As a preliminary point, it should be pointed out that it is apparent from the case-file that, in the case in the main proceedings, the action brought by Banif Plus Bank against Mr and Mrs Csipai is based on clause 29 of the credit agreement which they concluded and that the determination as to whether that term is or is not unfair is crucial to the national court’s decision on the application for payment of the various amounts which Banif Plus Bank seeks to recover.

39

The third question must therefore be interpreted as meaning that the national court is seeking to ascertain whether, when examining whether the contractual term on which the application is based is unfair, it may or must take account of the other terms of the contract.

40

Under Article 3(1) of the Directive, a term is considered to be unfair if, contrary to the requirement of good faith, it causes a significant imbalance in the parties’ rights and obligations arising under the contract, to the detriment of the consumer. Pursuant to Article 4(1) of the same directive, that assessment must have regard to the nature of the services for which the contract was concluded as well as to all the circumstances attending the conclusion of the contract and to all the other terms of the contract or of another contract on which it is dependent.

41

Consequently, the answer to the third question is that the national court must, in order to determine whether the contractual term on which the claim brought before it is based may be unfair, take account of all of the other terms of the contract.

Costs

42

Since these proceedings are, for the parties to the main proceedings, a step in the action pending before the national court, the decision on costs is a matter for that court.

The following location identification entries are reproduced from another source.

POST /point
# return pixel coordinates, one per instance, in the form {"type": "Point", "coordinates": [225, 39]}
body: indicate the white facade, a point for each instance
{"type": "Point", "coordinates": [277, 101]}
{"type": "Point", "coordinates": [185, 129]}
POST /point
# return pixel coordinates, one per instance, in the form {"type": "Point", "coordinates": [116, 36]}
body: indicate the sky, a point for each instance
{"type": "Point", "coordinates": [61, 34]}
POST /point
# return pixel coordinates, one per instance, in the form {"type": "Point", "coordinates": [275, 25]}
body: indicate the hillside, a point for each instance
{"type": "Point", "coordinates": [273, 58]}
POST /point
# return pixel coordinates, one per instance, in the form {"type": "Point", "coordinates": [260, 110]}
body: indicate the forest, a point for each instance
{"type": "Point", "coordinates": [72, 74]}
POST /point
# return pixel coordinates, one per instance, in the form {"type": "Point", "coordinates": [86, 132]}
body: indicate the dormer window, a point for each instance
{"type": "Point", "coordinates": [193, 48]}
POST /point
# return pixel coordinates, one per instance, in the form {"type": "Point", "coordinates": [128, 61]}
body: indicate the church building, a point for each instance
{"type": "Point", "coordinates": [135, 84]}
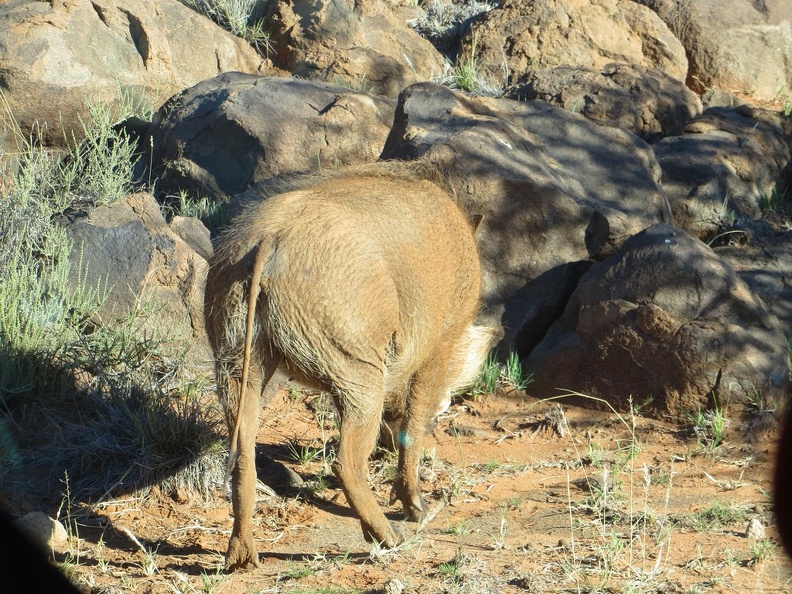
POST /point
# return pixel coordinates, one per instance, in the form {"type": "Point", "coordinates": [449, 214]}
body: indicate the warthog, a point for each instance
{"type": "Point", "coordinates": [365, 284]}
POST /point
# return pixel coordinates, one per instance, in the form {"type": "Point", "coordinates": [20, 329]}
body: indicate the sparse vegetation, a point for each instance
{"type": "Point", "coordinates": [718, 516]}
{"type": "Point", "coordinates": [709, 427]}
{"type": "Point", "coordinates": [243, 18]}
{"type": "Point", "coordinates": [136, 416]}
{"type": "Point", "coordinates": [495, 375]}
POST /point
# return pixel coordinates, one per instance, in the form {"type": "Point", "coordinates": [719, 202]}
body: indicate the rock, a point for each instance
{"type": "Point", "coordinates": [43, 531]}
{"type": "Point", "coordinates": [746, 49]}
{"type": "Point", "coordinates": [393, 586]}
{"type": "Point", "coordinates": [677, 323]}
{"type": "Point", "coordinates": [554, 187]}
{"type": "Point", "coordinates": [364, 44]}
{"type": "Point", "coordinates": [716, 173]}
{"type": "Point", "coordinates": [755, 530]}
{"type": "Point", "coordinates": [766, 268]}
{"type": "Point", "coordinates": [128, 248]}
{"type": "Point", "coordinates": [56, 55]}
{"type": "Point", "coordinates": [523, 36]}
{"type": "Point", "coordinates": [227, 133]}
{"type": "Point", "coordinates": [193, 231]}
{"type": "Point", "coordinates": [644, 101]}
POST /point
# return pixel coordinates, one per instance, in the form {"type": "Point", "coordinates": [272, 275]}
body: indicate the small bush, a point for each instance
{"type": "Point", "coordinates": [110, 405]}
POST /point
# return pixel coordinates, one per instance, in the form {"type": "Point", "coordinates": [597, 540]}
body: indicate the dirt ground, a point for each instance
{"type": "Point", "coordinates": [530, 497]}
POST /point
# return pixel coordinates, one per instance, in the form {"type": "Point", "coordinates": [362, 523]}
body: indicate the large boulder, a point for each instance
{"type": "Point", "coordinates": [766, 268]}
{"type": "Point", "coordinates": [230, 132]}
{"type": "Point", "coordinates": [56, 55]}
{"type": "Point", "coordinates": [554, 187]}
{"type": "Point", "coordinates": [665, 318]}
{"type": "Point", "coordinates": [520, 36]}
{"type": "Point", "coordinates": [725, 165]}
{"type": "Point", "coordinates": [128, 249]}
{"type": "Point", "coordinates": [644, 101]}
{"type": "Point", "coordinates": [744, 49]}
{"type": "Point", "coordinates": [364, 44]}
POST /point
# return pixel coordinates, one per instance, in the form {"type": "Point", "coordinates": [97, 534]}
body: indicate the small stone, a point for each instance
{"type": "Point", "coordinates": [394, 586]}
{"type": "Point", "coordinates": [43, 531]}
{"type": "Point", "coordinates": [755, 530]}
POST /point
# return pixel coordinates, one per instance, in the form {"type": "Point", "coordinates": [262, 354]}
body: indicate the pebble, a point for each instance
{"type": "Point", "coordinates": [755, 530]}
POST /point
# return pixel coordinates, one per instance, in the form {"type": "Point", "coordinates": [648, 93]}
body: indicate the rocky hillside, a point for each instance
{"type": "Point", "coordinates": [632, 160]}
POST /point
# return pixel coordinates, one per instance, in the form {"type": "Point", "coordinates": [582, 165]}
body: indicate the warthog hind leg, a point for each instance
{"type": "Point", "coordinates": [358, 437]}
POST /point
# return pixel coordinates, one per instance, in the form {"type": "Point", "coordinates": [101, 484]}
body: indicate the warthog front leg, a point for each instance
{"type": "Point", "coordinates": [242, 551]}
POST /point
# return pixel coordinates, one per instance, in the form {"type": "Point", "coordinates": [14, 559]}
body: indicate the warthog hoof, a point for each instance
{"type": "Point", "coordinates": [390, 540]}
{"type": "Point", "coordinates": [413, 504]}
{"type": "Point", "coordinates": [241, 554]}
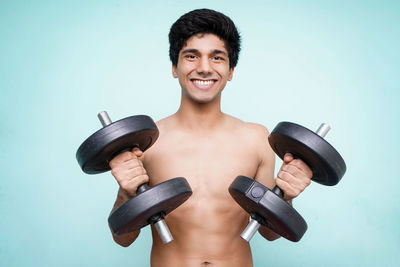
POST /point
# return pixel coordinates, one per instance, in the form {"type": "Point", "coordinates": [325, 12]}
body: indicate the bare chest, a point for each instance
{"type": "Point", "coordinates": [209, 164]}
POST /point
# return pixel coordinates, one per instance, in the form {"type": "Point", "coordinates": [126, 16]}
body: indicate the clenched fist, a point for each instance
{"type": "Point", "coordinates": [128, 170]}
{"type": "Point", "coordinates": [293, 177]}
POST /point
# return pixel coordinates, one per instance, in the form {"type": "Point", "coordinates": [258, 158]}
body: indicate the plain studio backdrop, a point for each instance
{"type": "Point", "coordinates": [61, 62]}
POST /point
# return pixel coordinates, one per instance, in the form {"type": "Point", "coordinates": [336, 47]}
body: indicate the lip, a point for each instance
{"type": "Point", "coordinates": [203, 84]}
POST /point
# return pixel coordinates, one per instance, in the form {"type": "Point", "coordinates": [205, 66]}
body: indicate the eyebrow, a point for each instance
{"type": "Point", "coordinates": [194, 51]}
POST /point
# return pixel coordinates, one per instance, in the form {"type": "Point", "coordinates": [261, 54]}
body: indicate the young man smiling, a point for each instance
{"type": "Point", "coordinates": [207, 147]}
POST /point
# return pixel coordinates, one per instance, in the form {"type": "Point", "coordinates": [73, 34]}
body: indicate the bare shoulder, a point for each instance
{"type": "Point", "coordinates": [254, 131]}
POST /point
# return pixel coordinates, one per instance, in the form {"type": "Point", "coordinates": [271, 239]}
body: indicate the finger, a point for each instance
{"type": "Point", "coordinates": [287, 158]}
{"type": "Point", "coordinates": [289, 192]}
{"type": "Point", "coordinates": [131, 186]}
{"type": "Point", "coordinates": [296, 182]}
{"type": "Point", "coordinates": [293, 169]}
{"type": "Point", "coordinates": [137, 152]}
{"type": "Point", "coordinates": [302, 166]}
{"type": "Point", "coordinates": [122, 157]}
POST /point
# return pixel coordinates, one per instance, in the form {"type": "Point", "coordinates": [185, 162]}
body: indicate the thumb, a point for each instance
{"type": "Point", "coordinates": [138, 153]}
{"type": "Point", "coordinates": [288, 157]}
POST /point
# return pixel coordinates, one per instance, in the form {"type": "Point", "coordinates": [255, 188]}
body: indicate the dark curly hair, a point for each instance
{"type": "Point", "coordinates": [204, 21]}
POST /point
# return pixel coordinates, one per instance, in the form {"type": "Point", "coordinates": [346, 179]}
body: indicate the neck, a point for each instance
{"type": "Point", "coordinates": [199, 117]}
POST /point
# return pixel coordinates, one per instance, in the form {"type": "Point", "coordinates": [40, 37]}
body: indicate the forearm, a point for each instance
{"type": "Point", "coordinates": [128, 238]}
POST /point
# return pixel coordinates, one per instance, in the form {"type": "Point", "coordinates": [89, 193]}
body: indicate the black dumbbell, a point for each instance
{"type": "Point", "coordinates": [150, 204]}
{"type": "Point", "coordinates": [266, 206]}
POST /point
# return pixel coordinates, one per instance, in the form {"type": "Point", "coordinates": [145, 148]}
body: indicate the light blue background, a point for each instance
{"type": "Point", "coordinates": [61, 62]}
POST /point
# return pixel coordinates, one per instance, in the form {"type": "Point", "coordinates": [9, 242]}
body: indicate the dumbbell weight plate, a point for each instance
{"type": "Point", "coordinates": [161, 198]}
{"type": "Point", "coordinates": [327, 165]}
{"type": "Point", "coordinates": [96, 152]}
{"type": "Point", "coordinates": [274, 212]}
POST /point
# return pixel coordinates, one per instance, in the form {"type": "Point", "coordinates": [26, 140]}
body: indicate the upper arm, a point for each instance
{"type": "Point", "coordinates": [266, 156]}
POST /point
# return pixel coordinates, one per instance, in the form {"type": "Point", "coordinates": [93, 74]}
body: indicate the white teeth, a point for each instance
{"type": "Point", "coordinates": [201, 82]}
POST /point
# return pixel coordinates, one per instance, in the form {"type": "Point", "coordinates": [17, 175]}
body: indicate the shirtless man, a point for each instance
{"type": "Point", "coordinates": [207, 147]}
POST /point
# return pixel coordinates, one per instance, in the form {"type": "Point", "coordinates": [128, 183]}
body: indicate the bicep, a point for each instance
{"type": "Point", "coordinates": [266, 166]}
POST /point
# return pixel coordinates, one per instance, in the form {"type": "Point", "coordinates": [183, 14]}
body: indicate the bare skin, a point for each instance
{"type": "Point", "coordinates": [210, 149]}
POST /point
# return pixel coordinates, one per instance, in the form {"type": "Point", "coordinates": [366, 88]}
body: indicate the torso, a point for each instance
{"type": "Point", "coordinates": [207, 227]}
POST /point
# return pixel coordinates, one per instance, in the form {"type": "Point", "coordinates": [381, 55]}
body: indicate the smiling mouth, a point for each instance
{"type": "Point", "coordinates": [203, 84]}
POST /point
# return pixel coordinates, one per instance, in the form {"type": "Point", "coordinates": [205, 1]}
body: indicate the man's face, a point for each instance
{"type": "Point", "coordinates": [203, 68]}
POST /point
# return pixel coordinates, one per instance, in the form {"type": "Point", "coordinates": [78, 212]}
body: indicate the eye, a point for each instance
{"type": "Point", "coordinates": [190, 57]}
{"type": "Point", "coordinates": [218, 58]}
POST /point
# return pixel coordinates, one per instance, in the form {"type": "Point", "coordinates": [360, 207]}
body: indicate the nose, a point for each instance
{"type": "Point", "coordinates": [204, 67]}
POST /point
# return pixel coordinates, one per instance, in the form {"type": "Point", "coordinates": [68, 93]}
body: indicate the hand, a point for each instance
{"type": "Point", "coordinates": [129, 172]}
{"type": "Point", "coordinates": [293, 177]}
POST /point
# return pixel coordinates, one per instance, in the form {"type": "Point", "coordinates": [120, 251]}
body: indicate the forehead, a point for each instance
{"type": "Point", "coordinates": [205, 42]}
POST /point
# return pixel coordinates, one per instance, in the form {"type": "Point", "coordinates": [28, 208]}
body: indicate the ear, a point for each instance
{"type": "Point", "coordinates": [230, 75]}
{"type": "Point", "coordinates": [174, 71]}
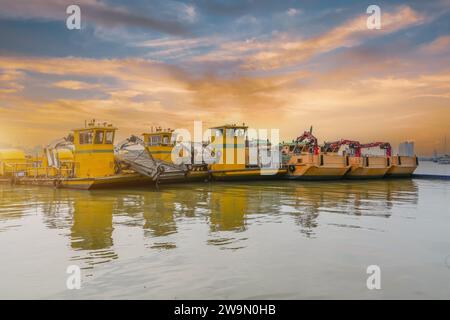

Costs incurred in submitting observations to the Court, other than the costs of those parties, are not recoverable.

 

On those grounds, the Court (First Chamber) hereby rules:

 

1.

Articles 6(1) and 7(1) of Council Directive 93/13/EEC of 5 April 1993 on unfair terms in consumer contracts must be interpreted as meaning that the national court which has found of its own motion that a contractual term is unfair is not obliged, in order to be able to draw the consequences arising from that finding, to wait for the consumer, who has been informed of his rights, to submit a statement requesting that that term be declared invalid. However, the principle of audi alteram partem, as a general rule, requires the national court which has found of its own motion that a contractual term is unfair to inform the parties to the dispute of that fact and to invite each of them to set out its views on that matter, with the opportunity to challenge the views of the other party, in accordance with the formal requirements laid down in that regard by the national rules of procedure.

 

2.

The national court must, in order to determine whether the contractual term on which the claim brought before it is based may be unfair, take account of all of the other terms of the contract.

 

[Signatures]


( *1 ) Language of the case: Hungarian.